Kernel Panic Advice

Issues related to applications and software problems
dcrdev
Posts: 70
Joined: 2015/10/25 23:42:17

Kernel Panic Advice

Post by dcrdev » 2017/08/08 14:41:31

Usually when I've dealt with Kernel panics in the past I've been able to pinpoint it to a specific action I'd taken, with the system I've just set up I have not been able to do so. The trouble is I can't reproduce them and since this machine is a server I need to ensure it is reliable - I'm not really sure what to do in this situation so would like some advice.

Since setting the system up I've experienced 2 kernel panics:
  • The first time I was setting up a docker container and ssh just stopped working. Conneting via IPMI revealed that the machine had dropped to dracut and was asking me to decrypt the main volume so that kdump could kick in. Stupidly I just put this down to docker and removed the crash kernel.
  • The second time occurred maybe an hour after the first one and occurred whilst I was configuring postfix. The same thing happened - dropped to dracut, decrypted the main volume; except this time it threw an out-of-memory error and froze, bit confused by that given I have 64gb RAM and this is at the moment a fairly minimal install. Anyway kdump did not manage to dump the crash kernel - so I hard rebooted. On reboot my system logs were being flooded with 1000's of selinux denials on /var/log/messages, I relabelled the entire filesystem and the errors were gone. Sometime later I started receiving crond errors about unexpected file endings in /var/log/sa - I cleared out /var/log/sa and ran "/usr/lib64/sa/sa2 -A" and that fixed the errors.
The system has been running for 48 hours now without issue - nothing unusual in the logs as far as I can tell, docker, postfix all working. My question is - should I trust this system? Are there any tests you'd advise?

Memtest ran fine and did about 8 passes, IPMI monitoring all shows everything being within normal parameters and I've stressed the machine with Prime95 for days. Additionally the system is running on ZFS and is showing no checksum errors; worth noting that I'm using ECC memory here.

aks
Posts: 3073
Joined: 2014/09/20 11:22:14

Re: Kernel Panic Advice

Post by aks » 2017/08/17 18:14:34

Well we don't have a clue. The system has rebooted twice for unknown reasons. Running out of RAM (and thus, swap - you do have swap right?) is not a good thing! But we don't know why.
The sar problems would be related to a complete halt of the system and not being able to write "final" details to disk.

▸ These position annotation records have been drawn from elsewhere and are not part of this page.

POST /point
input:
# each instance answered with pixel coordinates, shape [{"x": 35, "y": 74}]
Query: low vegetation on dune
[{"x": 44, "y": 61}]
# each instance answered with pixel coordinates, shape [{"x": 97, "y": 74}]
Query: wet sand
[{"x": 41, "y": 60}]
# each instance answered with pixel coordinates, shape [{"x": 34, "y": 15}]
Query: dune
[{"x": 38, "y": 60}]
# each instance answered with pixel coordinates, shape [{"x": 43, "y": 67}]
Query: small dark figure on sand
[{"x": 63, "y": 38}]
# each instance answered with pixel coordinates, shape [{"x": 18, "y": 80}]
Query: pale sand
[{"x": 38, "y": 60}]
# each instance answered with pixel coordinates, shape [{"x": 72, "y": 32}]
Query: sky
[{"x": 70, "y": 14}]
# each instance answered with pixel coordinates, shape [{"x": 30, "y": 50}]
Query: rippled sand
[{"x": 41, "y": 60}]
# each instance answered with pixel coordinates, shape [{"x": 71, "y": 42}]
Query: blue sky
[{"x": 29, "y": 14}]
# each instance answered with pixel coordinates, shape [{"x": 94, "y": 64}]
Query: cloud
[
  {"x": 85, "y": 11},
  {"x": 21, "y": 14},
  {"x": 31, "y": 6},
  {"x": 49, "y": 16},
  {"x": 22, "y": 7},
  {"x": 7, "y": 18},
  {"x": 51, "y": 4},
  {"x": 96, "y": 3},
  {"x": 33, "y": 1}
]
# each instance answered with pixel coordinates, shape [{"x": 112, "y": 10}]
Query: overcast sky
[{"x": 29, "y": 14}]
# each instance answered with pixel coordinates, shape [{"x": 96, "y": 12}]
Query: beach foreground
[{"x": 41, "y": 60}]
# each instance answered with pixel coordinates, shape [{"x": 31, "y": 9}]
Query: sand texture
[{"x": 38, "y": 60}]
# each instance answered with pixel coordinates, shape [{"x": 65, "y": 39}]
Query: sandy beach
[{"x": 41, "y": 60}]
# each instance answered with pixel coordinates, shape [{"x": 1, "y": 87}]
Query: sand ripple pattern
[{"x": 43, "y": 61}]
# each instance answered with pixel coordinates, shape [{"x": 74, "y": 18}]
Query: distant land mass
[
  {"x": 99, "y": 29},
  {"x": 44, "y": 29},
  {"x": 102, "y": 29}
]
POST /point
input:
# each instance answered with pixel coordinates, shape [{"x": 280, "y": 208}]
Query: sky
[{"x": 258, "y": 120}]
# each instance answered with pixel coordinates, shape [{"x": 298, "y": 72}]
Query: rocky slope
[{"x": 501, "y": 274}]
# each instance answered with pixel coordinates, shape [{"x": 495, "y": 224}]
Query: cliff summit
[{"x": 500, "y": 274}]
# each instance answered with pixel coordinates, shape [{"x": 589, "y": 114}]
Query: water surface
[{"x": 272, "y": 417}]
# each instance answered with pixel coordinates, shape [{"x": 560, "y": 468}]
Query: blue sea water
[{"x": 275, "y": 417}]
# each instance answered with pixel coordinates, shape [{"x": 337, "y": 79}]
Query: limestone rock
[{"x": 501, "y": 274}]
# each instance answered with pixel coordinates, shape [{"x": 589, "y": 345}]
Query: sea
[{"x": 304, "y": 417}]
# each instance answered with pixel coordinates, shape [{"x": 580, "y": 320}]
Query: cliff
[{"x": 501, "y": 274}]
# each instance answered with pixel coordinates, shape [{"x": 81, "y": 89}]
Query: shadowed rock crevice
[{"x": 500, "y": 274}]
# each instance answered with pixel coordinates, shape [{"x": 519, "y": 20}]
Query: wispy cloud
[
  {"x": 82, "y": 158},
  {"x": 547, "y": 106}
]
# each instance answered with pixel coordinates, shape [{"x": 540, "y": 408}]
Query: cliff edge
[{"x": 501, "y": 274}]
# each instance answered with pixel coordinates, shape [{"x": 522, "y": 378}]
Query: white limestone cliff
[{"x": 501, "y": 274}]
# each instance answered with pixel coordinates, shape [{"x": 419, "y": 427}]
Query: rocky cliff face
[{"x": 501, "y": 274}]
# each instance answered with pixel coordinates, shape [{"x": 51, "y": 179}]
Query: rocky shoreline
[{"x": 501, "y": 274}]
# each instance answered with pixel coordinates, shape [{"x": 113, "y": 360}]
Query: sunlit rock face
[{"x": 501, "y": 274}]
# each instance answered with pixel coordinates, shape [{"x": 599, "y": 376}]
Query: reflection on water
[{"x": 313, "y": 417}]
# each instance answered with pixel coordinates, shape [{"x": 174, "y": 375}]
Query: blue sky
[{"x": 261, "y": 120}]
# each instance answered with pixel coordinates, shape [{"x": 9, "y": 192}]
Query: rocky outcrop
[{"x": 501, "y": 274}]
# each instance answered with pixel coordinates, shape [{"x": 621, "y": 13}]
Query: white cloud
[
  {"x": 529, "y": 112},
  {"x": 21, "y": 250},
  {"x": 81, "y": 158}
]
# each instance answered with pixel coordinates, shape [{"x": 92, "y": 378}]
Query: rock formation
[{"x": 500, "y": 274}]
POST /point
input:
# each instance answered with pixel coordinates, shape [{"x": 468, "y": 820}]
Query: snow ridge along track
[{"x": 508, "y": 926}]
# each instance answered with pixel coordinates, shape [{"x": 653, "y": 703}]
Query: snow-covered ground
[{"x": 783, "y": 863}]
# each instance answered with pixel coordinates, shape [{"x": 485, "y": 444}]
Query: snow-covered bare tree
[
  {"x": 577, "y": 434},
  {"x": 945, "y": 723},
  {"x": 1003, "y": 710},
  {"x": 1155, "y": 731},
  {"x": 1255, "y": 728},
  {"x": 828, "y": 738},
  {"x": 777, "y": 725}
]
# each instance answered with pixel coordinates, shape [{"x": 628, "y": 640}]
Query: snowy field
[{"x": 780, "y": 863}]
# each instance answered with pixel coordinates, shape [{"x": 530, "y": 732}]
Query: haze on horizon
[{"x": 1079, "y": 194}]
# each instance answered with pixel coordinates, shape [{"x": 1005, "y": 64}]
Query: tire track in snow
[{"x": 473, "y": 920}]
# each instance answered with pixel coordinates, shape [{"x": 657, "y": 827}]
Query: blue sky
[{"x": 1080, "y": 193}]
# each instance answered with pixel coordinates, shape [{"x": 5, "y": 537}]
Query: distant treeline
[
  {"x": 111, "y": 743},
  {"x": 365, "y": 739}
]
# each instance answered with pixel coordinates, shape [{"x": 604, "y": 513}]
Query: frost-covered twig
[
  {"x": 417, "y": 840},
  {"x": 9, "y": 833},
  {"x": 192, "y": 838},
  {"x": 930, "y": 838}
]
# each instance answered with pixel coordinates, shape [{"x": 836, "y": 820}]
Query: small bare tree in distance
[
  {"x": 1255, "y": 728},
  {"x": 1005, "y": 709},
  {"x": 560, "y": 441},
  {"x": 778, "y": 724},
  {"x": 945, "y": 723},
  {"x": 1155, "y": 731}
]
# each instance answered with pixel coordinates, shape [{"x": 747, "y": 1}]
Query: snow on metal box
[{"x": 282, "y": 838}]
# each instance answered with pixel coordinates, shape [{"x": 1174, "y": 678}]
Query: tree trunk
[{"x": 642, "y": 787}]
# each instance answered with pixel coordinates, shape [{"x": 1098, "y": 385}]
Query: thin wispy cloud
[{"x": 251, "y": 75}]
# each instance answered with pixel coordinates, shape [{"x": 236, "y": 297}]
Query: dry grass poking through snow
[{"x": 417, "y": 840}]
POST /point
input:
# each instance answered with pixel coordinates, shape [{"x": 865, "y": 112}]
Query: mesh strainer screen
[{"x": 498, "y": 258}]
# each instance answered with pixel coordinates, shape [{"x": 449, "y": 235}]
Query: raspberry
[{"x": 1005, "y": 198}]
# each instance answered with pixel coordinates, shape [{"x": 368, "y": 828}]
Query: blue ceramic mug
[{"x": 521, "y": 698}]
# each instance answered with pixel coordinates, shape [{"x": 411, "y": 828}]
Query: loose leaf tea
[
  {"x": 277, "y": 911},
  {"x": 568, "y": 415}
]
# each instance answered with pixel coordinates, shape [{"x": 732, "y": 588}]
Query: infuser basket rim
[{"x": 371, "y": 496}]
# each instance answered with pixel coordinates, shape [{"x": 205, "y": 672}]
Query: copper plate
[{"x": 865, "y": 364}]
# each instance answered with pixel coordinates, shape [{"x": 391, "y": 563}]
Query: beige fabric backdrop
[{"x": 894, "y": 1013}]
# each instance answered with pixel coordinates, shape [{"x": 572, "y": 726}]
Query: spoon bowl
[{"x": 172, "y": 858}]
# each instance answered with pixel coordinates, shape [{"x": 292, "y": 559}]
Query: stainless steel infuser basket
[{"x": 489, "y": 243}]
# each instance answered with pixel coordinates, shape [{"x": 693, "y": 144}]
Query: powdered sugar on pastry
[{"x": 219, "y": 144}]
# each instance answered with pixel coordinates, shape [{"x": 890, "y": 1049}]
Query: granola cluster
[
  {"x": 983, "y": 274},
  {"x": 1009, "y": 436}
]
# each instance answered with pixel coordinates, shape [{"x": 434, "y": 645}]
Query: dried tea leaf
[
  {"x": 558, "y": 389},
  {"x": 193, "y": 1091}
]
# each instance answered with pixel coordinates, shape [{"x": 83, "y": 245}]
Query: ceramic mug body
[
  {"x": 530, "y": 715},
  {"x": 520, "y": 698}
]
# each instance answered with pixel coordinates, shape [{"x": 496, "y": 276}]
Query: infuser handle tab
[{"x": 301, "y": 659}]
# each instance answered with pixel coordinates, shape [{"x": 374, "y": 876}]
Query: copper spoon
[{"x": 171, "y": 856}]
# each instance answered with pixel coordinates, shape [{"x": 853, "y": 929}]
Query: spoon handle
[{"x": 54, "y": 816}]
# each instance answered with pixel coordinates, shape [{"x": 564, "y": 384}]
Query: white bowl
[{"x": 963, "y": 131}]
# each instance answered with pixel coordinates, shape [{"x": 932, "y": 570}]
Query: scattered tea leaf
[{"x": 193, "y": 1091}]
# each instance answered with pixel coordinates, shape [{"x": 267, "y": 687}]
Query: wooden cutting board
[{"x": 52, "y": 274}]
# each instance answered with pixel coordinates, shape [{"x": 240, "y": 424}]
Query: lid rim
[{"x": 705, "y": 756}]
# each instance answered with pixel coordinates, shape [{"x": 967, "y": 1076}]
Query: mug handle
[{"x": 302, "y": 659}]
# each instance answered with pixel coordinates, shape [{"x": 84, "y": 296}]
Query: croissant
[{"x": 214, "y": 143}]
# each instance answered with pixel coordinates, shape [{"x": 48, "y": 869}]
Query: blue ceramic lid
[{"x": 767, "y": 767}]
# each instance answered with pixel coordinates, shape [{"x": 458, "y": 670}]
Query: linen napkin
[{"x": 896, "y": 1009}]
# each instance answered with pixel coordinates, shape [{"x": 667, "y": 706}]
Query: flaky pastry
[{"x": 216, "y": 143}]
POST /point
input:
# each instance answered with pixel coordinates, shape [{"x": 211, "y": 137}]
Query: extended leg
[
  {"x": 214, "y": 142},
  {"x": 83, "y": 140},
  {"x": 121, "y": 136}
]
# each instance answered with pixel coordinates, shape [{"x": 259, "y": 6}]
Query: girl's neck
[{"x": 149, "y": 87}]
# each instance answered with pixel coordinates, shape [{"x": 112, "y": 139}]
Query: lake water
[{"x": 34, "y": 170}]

Test hardware (you've tested RAM), what's your IO bottleneck? Do you know how much IO your system can handle? I don't know Prime95, but yes, stress test the system (introduce a "leaky" app - ram wise), what happens? Do a whole bunch of IO,. what happens? Run a CPU intensive app (factoring prime numbers is usually a good one), what happens at saturation?
Now that you know (at least some) of your limits, what does the application(s) that are/will be running there require? Will the system support those application(s)? If yes, you're fine, if not, go back to the drawing board.

hunter86_bg
Posts: 2019
Joined: 2015/02/17 15:14:33
Location: Bulgaria
Contact:

Re: Kernel Panic Advice

Post by hunter86_bg » 2017/08/17 18:58:21

I'm in the same situation , but only suspecting a kernel panic. As the machine is in a cluster -it gets fenced.
I was thinking about activating the "netconsole" which might give a clue why this happened.

Have you thought about it ?

dcrdev
Posts: 70
Joined: 2015/10/25 23:42:17

Re: Kernel Panic Advice

Post by dcrdev » 2017/08/18 16:16:28

Ok so it happened again when playing round with docker - this time round after several reboots, I now get a kernel panic before I can actually get into the system. It has given me the opportunity to see the error message though - looks like an occurrence of this: https://bugs.centos.org/print_bug_page.php?bug_id=13063

I've got the exact same error and am using NVME + ZFS , although no idea what drbd is so probably not using that.

Not really sure what to do now - I've spent ages configuring everything to perfection and thoroughly fed up. The only way forward I can think of is to import the pool on a live image and grab the configuration, then start again.

aks
Posts: 3073
Joined: 2014/09/20 11:22:14

Re: Kernel Panic Advice

Post by aks » 2017/08/18 18:36:40

FYI: drbd is a distributed block replication device. Like a mirror of disks, but on different machines.
Seems the bug is related to heavy I/O (like Docker does with it "layering" of changes). Posts suggest a "flood" of the NVME queue to the point where the kernel can not cope. That suggests to me that the underlaying filesystem (in your case ZFS) can't keep up. One of the big "things" with ZFS is the L2 ARC - I seems to recall it's a big choke point.
Perhaps try it on a different filesystem?
ZFS is friggin' awesome (albeit like 10-15 years old now - when did Solaris 10 come out?) and works very well on Solaris, but Solaris is not Linux .....

dcrdev
Posts: 70
Joined: 2015/10/25 23:42:17

Re: Kernel Panic Advice

Post by dcrdev » 2017/08/18 21:48:57

^ Thanks for explaining it to me, although isn't L2ARC stored in volatile memory - shouldn't that be uber fast, I have a lot of it and it's clocked at 2400mhz.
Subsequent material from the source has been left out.